The band have changed their sonic pallet, relying more on synths and dialing back the dizzying and crunchy guitars of Guppy. This seems to be due to their increased love of pop music and avoiding repetition. Guitars are used more sparingly on ‘Capacity’ — the album’s first single. A deep moog and spinning keyboard top-line combined with a drum machine has more in common with the power pop of the 70s (especially The Cars) than the 90s indie rock of Guppy. Eva’s lyrics are more direct, “I used to think one man could fill me up, but now I know that I’m always stuck. Obsessed with somebody else, distracting myself from looking at myself”. The slow-burning opener, ‘Blown To Bits’, has a heavy use of keyboards as Eva repeats, “it’s gonna break my heart to see it blown to bits”. Guitars creep back in on the second half.
The chiming guitars and the soothing backing vocals on ‘Camera’ show off the more polished production. Thankfully, the playful nature and character of Guppy still remains thanks to Eva’s delivery. On the stunning title track they put their spin on atmospheric and anthemic sing-alongs. The force of Eva passionately singing, “nobody knows you, the weight of your trust how I crushed and consumed you and love you too much” is a gut-wrenching moment that demonstrates her emotive vocals.
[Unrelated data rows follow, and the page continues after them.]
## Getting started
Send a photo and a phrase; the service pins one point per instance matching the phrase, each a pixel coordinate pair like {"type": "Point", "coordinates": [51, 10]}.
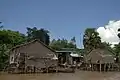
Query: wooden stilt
{"type": "Point", "coordinates": [104, 67]}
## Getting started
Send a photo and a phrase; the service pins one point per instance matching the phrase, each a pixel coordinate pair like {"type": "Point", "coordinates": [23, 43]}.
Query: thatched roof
{"type": "Point", "coordinates": [99, 56]}
{"type": "Point", "coordinates": [32, 41]}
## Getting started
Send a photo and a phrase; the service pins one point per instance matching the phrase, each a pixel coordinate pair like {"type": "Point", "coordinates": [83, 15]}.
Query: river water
{"type": "Point", "coordinates": [79, 75]}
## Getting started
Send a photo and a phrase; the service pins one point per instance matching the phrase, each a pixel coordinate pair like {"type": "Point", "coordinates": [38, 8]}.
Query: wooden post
{"type": "Point", "coordinates": [100, 67]}
{"type": "Point", "coordinates": [92, 67]}
{"type": "Point", "coordinates": [104, 67]}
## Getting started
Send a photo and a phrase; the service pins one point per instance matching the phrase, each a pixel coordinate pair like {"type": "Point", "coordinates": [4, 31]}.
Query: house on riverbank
{"type": "Point", "coordinates": [68, 57]}
{"type": "Point", "coordinates": [32, 56]}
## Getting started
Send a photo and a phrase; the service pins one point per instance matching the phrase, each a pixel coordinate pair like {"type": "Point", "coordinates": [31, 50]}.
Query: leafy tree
{"type": "Point", "coordinates": [91, 39]}
{"type": "Point", "coordinates": [8, 39]}
{"type": "Point", "coordinates": [41, 34]}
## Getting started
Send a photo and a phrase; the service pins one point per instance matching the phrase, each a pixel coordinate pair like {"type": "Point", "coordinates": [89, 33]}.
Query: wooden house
{"type": "Point", "coordinates": [33, 55]}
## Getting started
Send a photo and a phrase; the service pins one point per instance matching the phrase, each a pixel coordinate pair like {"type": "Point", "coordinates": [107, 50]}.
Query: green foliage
{"type": "Point", "coordinates": [91, 39]}
{"type": "Point", "coordinates": [41, 34]}
{"type": "Point", "coordinates": [8, 39]}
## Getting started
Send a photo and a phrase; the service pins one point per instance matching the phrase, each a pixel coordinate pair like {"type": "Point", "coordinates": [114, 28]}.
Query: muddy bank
{"type": "Point", "coordinates": [79, 75]}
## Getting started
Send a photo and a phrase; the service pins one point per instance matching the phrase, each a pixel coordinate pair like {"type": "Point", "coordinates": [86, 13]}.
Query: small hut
{"type": "Point", "coordinates": [32, 56]}
{"type": "Point", "coordinates": [99, 59]}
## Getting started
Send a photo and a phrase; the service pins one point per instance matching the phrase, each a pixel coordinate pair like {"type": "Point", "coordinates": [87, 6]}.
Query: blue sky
{"type": "Point", "coordinates": [63, 18]}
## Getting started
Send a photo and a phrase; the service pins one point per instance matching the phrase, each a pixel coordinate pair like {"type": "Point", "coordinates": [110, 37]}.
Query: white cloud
{"type": "Point", "coordinates": [109, 32]}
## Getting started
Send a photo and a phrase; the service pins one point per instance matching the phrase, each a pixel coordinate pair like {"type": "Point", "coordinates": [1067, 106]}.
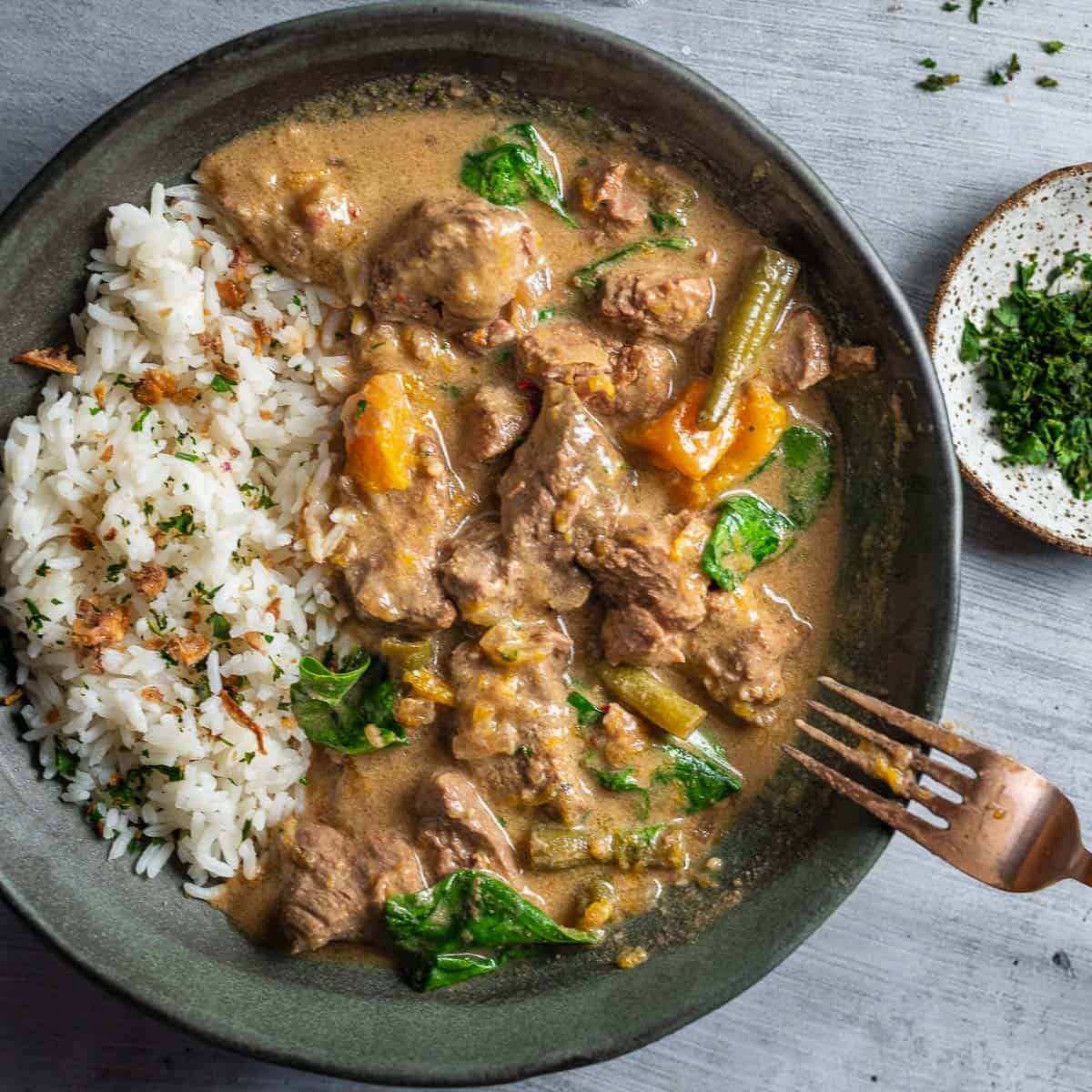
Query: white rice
{"type": "Point", "coordinates": [115, 470]}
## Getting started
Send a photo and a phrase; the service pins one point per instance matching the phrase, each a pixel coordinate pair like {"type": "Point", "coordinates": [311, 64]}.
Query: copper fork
{"type": "Point", "coordinates": [1011, 828]}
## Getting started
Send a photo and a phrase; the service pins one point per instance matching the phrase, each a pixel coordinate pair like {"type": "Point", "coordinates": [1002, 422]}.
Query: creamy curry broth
{"type": "Point", "coordinates": [383, 164]}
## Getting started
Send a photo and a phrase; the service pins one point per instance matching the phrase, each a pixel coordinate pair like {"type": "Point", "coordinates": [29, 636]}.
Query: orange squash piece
{"type": "Point", "coordinates": [674, 440]}
{"type": "Point", "coordinates": [380, 430]}
{"type": "Point", "coordinates": [762, 420]}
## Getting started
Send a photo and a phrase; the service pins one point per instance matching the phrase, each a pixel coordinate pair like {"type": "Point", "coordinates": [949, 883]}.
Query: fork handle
{"type": "Point", "coordinates": [1082, 868]}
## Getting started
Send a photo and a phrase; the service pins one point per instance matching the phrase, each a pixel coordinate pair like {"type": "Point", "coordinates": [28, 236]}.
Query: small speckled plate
{"type": "Point", "coordinates": [1047, 217]}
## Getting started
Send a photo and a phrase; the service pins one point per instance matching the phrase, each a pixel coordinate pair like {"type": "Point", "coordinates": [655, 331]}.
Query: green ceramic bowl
{"type": "Point", "coordinates": [802, 850]}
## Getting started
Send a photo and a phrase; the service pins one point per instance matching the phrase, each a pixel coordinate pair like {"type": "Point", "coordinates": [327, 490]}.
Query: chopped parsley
{"type": "Point", "coordinates": [183, 523]}
{"type": "Point", "coordinates": [35, 618]}
{"type": "Point", "coordinates": [999, 76]}
{"type": "Point", "coordinates": [1032, 353]}
{"type": "Point", "coordinates": [222, 385]}
{"type": "Point", "coordinates": [157, 622]}
{"type": "Point", "coordinates": [203, 594]}
{"type": "Point", "coordinates": [934, 82]}
{"type": "Point", "coordinates": [588, 713]}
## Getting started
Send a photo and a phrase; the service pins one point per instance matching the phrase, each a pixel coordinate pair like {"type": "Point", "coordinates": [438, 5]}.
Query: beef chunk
{"type": "Point", "coordinates": [298, 216]}
{"type": "Point", "coordinates": [458, 829]}
{"type": "Point", "coordinates": [798, 355]}
{"type": "Point", "coordinates": [649, 573]}
{"type": "Point", "coordinates": [740, 651]}
{"type": "Point", "coordinates": [622, 736]}
{"type": "Point", "coordinates": [456, 262]}
{"type": "Point", "coordinates": [563, 353]}
{"type": "Point", "coordinates": [337, 885]}
{"type": "Point", "coordinates": [658, 303]}
{"type": "Point", "coordinates": [612, 197]}
{"type": "Point", "coordinates": [390, 551]}
{"type": "Point", "coordinates": [561, 490]}
{"type": "Point", "coordinates": [478, 574]}
{"type": "Point", "coordinates": [512, 719]}
{"type": "Point", "coordinates": [642, 382]}
{"type": "Point", "coordinates": [496, 416]}
{"type": "Point", "coordinates": [614, 379]}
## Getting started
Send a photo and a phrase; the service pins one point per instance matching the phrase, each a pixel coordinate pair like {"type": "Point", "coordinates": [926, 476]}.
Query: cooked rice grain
{"type": "Point", "coordinates": [212, 490]}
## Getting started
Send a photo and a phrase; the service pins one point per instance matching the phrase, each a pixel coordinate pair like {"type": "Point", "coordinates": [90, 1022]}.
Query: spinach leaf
{"type": "Point", "coordinates": [65, 762]}
{"type": "Point", "coordinates": [622, 781]}
{"type": "Point", "coordinates": [508, 172]}
{"type": "Point", "coordinates": [703, 779]}
{"type": "Point", "coordinates": [747, 532]}
{"type": "Point", "coordinates": [465, 925]}
{"type": "Point", "coordinates": [589, 278]}
{"type": "Point", "coordinates": [350, 711]}
{"type": "Point", "coordinates": [663, 221]}
{"type": "Point", "coordinates": [809, 472]}
{"type": "Point", "coordinates": [588, 713]}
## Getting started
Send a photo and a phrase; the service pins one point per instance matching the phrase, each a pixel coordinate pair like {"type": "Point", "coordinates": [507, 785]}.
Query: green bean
{"type": "Point", "coordinates": [653, 699]}
{"type": "Point", "coordinates": [747, 330]}
{"type": "Point", "coordinates": [659, 846]}
{"type": "Point", "coordinates": [552, 849]}
{"type": "Point", "coordinates": [404, 656]}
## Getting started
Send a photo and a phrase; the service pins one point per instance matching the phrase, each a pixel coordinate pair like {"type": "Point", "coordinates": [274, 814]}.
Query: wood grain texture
{"type": "Point", "coordinates": [923, 978]}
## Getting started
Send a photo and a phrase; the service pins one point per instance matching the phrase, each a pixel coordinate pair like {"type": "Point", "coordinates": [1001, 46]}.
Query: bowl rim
{"type": "Point", "coordinates": [969, 473]}
{"type": "Point", "coordinates": [517, 19]}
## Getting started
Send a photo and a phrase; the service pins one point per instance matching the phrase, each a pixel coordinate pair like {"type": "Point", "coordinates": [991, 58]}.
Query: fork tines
{"type": "Point", "coordinates": [885, 759]}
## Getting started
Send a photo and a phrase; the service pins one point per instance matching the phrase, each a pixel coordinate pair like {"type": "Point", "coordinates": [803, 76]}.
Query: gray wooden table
{"type": "Point", "coordinates": [923, 978]}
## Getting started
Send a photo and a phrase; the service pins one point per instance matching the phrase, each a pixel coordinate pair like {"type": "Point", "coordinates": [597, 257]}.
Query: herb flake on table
{"type": "Point", "coordinates": [934, 82]}
{"type": "Point", "coordinates": [999, 76]}
{"type": "Point", "coordinates": [1033, 352]}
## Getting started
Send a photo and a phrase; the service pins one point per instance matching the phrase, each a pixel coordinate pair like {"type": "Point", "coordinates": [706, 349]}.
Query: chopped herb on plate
{"type": "Point", "coordinates": [1033, 350]}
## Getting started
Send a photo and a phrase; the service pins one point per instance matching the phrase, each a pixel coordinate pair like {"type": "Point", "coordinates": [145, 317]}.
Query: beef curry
{"type": "Point", "coordinates": [587, 518]}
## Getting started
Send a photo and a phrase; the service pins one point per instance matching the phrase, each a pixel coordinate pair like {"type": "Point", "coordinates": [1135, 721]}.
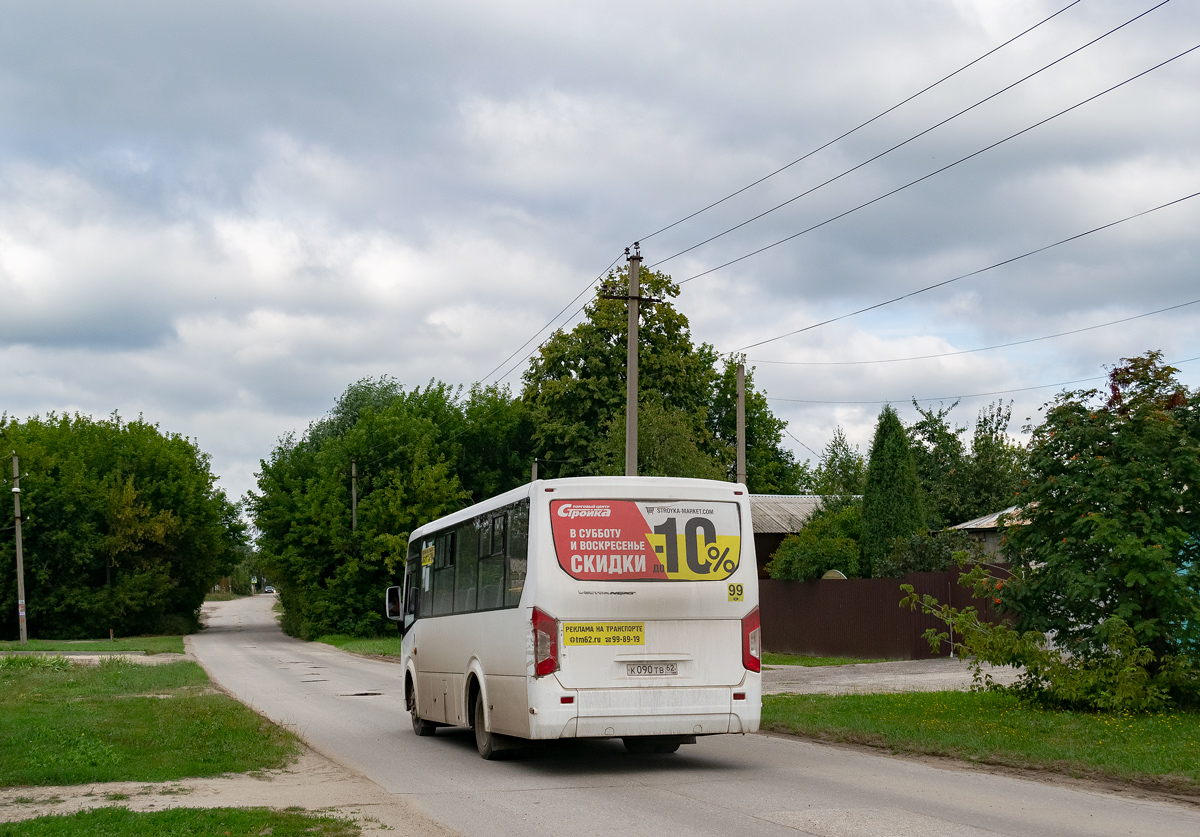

‘Under You’ has just as much energy as anything on Guppy and shows they’ve not completely abandoned their bubblegum-pop, punk side. Sam Kendricks’ drumming has the youthful punch of Danny Goffey on the early Supergrass albums, as the vibrant melody speeds along. On the recent single ‘Hard To Believe’ Eva grapples with moving on from a relationship she knows is no good for her — “I’m kissing everything that moves, I’m kissing anything that takes me far away from you, but I would rather eat than starve, I would rather kiss you hard, it’s not right”. The riffs and swirling keyboards give a formidable hook-filled backdrop.
Along with the brutal honesty about a toxic relationship, Eva goes even further on ‘Chatroom’, addressing an incident of sexual of assault. There’s a controlled anger as she repeats, “I wanna see you stripped down naked”. As the song opens up in the second half, the bridge suddenly sounds defiant as she sings, “I’m not gonna take you home, I’m not gonna save you no”. Taking a serious subject matter and making it both deeply moving and catchy shows how incredible Charly Bliss are. Eva described writing the song as a cathartic experience, and this comes across naturally.
Young Enough ends with a song called ‘The Truth’ where Eva proclaims, “kissing babies I’m alive, but I’m dead inside burying my face against the wall”. The speed at which she often delivers these truths makes it seem like she has a lot to get off her chest. She did that on Guppy, but this time she’s bolder and braver in the topics addressed. Every step of the way, the band play with the perfect amount of energy and passion. They step back to let Eva tell her story or rally round her when she needs it. There’s something about hearing how in sync they are that makes their music appealing. Charly Bliss are only two albums into their career and they’ve already established themselves as one of the cleverest and most loveable bands going. Young Enough expands on the brilliance of Guppy and is an absolute triumph.